Foto: Jacek Domiński [ www.bryk.pl]
Egzamin ósmoklasisty – 2019 rok
Wczoraj, na stronie „Rzeczpospolitej” znaleźliśmy artykuł Michała Szułdrzyńskiego, zatytułowany „Smutny ranking podstawówek”. Najcenniejsze są tam nie wyniki rankingu (!) warszawskich szkół podstawowych, a wnioski, które na ich podstawie wyprowadził autor tej publikacji. Oto wybrane fragmenty artykułu (podkreślenia – redakcja OE) i link do jego pełnej wersji:
[…] Portal dla rodziców zestawił wyniki zeszłorocznych testów ósmoklasisty. A był to pierwszy test po likwidacji gimnazjów i powrocie do ośmioletniej podstawówki. Nie będę pisał, które szkoły znalazły się na podium. Ważne wydało mi się coś innego. W czołówce rankingu królują szkoły prywatne i społeczne. Pierwsza państwowa szkoła znalazła się dopiero na 27. miejscu, w pierwszej pięćdziesiątce znajduje się ich ledwie pięć. Najsłabsze różnego rodzaju niepubliczne szkoły (katolickie, społeczne itp.) zajmują miejsca mniej więcej w połowie drugiej setki. A później – aż do ostatniej, 306. pozycji – królują szkoły państwowe czy, precyzyjniej, gminne. […]
To oczywiście nie oznacza, że uczniowie z publicznych podstawówek nie mają szans na dobre liceum ani później na dobre studia. Najlepsi, nawet ze słabych szkół, dzięki swojej pracy i pomocy rodziców dadzą sobie radę. Ale popatrzmy przez pryzmat statystyk i wielkich liczb. System edukacyjny, zamiast likwidować nierówności, konserwuje podział społeczny, a ściślej – klasowy. Statystycznie dzieci z bogatych rodzin mają większe szanse skończyć prawo, medycynę czy informatykę, co może im dać bogactwo w przyszłości. Statystycznie dzieci z biedniejszych rodzin mają znacznie mniejszą szansę na skończenie dobrych studiów. I choć konstytucja mówi o zapewnieniu „równego dostępu do edukacji”, widzimy, że coraz bardziej staje się to fikcją.
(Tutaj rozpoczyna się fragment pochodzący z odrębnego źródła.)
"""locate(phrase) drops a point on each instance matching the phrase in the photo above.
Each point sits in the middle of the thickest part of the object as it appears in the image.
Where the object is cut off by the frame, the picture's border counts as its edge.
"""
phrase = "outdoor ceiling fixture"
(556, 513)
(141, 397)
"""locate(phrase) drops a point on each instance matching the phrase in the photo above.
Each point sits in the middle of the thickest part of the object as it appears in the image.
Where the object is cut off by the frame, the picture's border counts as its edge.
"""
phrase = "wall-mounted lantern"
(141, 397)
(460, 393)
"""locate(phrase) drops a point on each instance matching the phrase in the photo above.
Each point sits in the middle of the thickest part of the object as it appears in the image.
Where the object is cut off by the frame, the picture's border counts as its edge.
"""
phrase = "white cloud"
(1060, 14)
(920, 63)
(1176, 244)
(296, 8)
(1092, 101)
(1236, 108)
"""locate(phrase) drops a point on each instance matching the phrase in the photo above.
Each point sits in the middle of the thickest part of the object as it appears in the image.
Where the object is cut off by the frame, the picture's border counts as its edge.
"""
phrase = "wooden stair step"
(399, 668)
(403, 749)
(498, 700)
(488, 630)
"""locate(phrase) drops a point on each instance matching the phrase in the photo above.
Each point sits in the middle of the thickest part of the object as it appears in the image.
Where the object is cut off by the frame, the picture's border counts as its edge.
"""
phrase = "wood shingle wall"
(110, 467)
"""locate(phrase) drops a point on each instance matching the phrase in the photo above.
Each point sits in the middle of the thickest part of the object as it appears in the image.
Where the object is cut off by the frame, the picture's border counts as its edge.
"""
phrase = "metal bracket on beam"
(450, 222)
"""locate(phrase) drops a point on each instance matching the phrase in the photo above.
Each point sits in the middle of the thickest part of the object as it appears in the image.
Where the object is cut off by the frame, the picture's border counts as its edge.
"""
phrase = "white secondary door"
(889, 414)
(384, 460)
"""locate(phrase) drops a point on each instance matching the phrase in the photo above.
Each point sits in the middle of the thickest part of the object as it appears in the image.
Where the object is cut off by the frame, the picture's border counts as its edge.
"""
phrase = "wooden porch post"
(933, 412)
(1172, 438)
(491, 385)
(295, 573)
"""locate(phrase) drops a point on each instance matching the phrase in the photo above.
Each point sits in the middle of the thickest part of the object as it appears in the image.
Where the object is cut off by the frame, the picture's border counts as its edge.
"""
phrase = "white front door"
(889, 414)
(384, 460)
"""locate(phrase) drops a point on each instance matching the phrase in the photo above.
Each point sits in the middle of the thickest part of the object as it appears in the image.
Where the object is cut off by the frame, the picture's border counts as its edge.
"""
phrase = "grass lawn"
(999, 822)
Zjawisko to jest pogłębiane przez politykę obecnych władz. Trwałe niedofinansowanie szkół publicznych jest bowiem jedną z najpoważniejszych jego przyczyn. Choć rządzący wiele mówią o społecznej solidarności, ich polityka prowadzi do zwiększania nierówności przez ukrytą prywatyzację usług publicznych. Rząd, zamiast polepszać jakość edukacji dostępnej dla każdego, woli dawać obywatelom 500 zł. […]
Z powodu niskich zarobków w szkołach publicznych nasila się selekcja negatywna pedagogów. Gorsi nauczyciele gorzej sobie radzą z realizacją programu. Stąd też bierze się kolejna plaga – ogrom zadań, które uczniowie muszą wykonać w domu. I to znów potęguje nierówności. Dzieci z rodzin o większym kapitale kulturowym mogą liczyć na pomoc rodziców w poznaniu materiału, którego nie przekazali nauczyciele. Dzieci słabiej wykształconych rodziców albo te, które mieszkają w małych mieszkaniach, gdzie nie mają miejsca na to, by w ciszy skupić się nad pracą domową, skazane są na porażkę. Miarą systemu edukacyjnego jest bowiem nie tylko to, czy daje możliwość superzdolnym dzieciom rozwinięcia skrzydeł, ale też to, jak generuje się wartość dodaną, jak systemowo pomaga się awansować społecznie dzieciom mniej zdolnym lub tym z uboższych rodzin. I tak koło się zamyka.